The Ninth Circuit addressed standing in McGee v. S-L Snacks National, 982 F.3d 700 (9th Cir. 2020), a putative consumer class action. The plaintiff alleged that she had purchased and consumed defendant's popcorn containing trans fats, despite the FDA's determination that trans fats are no longer "generally recognized as safe," and she brought claims under both California's Unfair Competition Law and for present and future physical injury from the ingestion of trans fats. Id. at 703. In support of her claim for physical injury, the plaintiff estimated that she had consumed 0.2 grams of trans fats per day, and cited studies showing a link between consuming trans fats and organ damage. Id. at 709.

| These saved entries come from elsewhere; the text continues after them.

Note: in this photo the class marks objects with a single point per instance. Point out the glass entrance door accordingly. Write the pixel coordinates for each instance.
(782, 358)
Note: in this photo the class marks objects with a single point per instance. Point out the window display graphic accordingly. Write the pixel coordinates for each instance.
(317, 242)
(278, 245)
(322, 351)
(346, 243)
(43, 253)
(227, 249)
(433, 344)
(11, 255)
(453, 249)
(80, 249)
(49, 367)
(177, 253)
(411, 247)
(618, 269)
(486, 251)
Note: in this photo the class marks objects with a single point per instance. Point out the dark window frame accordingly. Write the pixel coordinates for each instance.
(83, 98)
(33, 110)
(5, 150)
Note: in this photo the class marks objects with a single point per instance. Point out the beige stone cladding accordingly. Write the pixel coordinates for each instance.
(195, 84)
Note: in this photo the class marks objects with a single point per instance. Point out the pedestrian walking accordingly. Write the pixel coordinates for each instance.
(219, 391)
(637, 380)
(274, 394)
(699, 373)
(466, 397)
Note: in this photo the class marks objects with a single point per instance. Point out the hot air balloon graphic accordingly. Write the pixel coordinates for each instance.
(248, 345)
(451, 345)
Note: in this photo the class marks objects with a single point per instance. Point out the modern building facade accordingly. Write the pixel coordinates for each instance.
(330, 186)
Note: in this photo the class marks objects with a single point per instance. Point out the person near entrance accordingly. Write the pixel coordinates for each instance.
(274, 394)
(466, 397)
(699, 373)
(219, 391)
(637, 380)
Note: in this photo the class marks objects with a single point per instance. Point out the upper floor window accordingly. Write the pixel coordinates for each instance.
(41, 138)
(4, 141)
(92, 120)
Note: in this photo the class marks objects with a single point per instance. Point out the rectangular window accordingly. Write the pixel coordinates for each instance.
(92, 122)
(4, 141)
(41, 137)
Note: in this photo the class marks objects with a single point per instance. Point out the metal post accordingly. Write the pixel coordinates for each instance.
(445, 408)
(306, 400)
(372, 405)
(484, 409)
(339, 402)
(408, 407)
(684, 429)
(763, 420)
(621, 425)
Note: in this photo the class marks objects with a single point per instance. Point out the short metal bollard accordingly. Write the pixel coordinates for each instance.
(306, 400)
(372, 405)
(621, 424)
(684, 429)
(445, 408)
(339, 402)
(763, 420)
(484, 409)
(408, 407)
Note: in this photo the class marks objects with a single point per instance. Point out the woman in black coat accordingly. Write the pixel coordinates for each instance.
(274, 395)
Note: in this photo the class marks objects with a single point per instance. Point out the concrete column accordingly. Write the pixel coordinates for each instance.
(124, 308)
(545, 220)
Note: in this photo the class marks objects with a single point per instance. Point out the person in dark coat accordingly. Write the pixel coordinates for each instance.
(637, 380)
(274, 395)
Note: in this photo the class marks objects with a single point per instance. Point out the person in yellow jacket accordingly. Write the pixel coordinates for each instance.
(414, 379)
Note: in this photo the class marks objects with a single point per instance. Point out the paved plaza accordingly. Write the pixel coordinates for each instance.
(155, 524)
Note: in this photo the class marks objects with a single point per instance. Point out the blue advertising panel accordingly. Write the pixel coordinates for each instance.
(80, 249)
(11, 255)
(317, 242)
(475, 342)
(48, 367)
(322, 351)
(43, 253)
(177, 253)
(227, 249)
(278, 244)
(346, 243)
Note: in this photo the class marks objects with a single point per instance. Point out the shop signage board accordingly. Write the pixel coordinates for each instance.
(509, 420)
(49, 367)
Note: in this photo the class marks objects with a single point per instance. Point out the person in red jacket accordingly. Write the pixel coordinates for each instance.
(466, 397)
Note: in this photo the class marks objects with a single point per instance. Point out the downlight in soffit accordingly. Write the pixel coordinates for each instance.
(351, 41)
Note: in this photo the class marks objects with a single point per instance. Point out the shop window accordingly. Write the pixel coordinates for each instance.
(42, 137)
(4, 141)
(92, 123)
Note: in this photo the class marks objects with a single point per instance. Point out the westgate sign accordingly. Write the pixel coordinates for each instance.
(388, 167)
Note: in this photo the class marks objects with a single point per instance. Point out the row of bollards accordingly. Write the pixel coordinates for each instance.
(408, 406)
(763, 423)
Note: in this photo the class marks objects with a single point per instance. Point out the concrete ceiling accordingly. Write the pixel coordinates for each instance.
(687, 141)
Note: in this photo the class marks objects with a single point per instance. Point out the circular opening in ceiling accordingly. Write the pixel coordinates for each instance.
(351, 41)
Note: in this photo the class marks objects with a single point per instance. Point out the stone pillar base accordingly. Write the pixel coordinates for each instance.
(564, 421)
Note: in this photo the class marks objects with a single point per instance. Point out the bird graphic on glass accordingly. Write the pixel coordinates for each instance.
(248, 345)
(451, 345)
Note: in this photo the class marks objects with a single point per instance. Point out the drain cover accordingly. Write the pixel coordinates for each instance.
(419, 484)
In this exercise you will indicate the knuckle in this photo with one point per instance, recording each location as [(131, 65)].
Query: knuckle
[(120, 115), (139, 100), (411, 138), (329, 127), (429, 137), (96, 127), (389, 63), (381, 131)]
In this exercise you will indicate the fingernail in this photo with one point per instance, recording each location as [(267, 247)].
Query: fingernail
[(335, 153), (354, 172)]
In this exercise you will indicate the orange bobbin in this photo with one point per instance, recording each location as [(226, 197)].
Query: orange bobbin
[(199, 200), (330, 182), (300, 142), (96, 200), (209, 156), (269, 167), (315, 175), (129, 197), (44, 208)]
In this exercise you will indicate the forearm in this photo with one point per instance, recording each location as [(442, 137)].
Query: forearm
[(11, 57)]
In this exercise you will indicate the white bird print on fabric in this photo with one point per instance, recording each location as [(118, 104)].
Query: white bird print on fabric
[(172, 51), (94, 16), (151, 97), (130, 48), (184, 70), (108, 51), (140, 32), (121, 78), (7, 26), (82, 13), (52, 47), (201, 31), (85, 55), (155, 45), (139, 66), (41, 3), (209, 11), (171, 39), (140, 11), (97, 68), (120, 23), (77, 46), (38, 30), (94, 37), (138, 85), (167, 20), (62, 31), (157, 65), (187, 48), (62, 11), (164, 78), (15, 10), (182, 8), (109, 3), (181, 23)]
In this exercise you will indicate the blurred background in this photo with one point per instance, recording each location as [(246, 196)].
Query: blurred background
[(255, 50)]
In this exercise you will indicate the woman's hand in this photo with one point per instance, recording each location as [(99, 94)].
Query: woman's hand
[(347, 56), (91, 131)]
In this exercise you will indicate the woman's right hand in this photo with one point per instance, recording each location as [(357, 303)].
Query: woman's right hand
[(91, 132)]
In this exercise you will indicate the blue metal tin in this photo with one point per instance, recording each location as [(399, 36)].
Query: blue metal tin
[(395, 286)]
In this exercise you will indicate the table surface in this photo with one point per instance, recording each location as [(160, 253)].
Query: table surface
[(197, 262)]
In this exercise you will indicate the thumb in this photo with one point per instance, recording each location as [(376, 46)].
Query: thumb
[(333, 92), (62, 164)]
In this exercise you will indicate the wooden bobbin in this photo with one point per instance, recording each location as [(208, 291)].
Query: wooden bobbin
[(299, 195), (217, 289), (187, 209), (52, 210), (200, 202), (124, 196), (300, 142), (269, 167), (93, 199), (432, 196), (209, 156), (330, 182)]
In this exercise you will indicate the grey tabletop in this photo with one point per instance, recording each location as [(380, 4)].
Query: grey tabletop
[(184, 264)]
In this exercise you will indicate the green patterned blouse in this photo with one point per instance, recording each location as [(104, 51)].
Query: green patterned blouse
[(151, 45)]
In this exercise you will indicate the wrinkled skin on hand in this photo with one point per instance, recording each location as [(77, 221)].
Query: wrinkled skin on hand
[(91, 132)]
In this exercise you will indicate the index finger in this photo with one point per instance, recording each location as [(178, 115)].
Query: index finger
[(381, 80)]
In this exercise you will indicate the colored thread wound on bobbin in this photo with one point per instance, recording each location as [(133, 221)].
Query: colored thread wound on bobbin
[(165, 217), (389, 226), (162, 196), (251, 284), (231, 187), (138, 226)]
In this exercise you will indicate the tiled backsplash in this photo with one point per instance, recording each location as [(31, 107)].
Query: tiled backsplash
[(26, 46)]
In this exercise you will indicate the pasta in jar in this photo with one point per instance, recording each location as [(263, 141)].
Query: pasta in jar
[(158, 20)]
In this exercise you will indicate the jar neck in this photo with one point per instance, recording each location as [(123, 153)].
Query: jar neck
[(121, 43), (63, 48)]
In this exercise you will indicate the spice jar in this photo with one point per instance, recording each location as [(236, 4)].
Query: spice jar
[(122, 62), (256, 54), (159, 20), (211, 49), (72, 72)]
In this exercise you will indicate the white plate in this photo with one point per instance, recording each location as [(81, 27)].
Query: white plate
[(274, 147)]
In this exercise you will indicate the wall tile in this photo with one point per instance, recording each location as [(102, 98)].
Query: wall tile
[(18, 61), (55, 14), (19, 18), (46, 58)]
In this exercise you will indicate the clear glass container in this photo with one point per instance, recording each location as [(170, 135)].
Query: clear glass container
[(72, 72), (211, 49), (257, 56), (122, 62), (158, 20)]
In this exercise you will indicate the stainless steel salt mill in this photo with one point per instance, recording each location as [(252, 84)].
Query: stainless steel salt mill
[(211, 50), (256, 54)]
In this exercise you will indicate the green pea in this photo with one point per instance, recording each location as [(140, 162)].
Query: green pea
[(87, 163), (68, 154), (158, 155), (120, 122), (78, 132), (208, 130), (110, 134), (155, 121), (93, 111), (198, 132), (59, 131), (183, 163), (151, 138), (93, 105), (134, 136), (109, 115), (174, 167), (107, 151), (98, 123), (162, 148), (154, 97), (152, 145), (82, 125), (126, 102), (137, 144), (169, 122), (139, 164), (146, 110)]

The Ninth Circuit held that the plaintiff did not have standing to bring claims for her alleged physical injury. Id. at 710. Even though the plaintiff's cited studies showed a connection between trans fats and organ damage, they did not show that the consumption of trans fats invariably lead to such damage, which is required to establish concrete injury without any individual medical evidence of harm. Id. at 708. As for future injury, the court noted that the plaintiff cited studies involving far greater levels of trans fats consumption, such that the plaintiff had alleged no substantial risk of future health consequences to her. Id. at 710.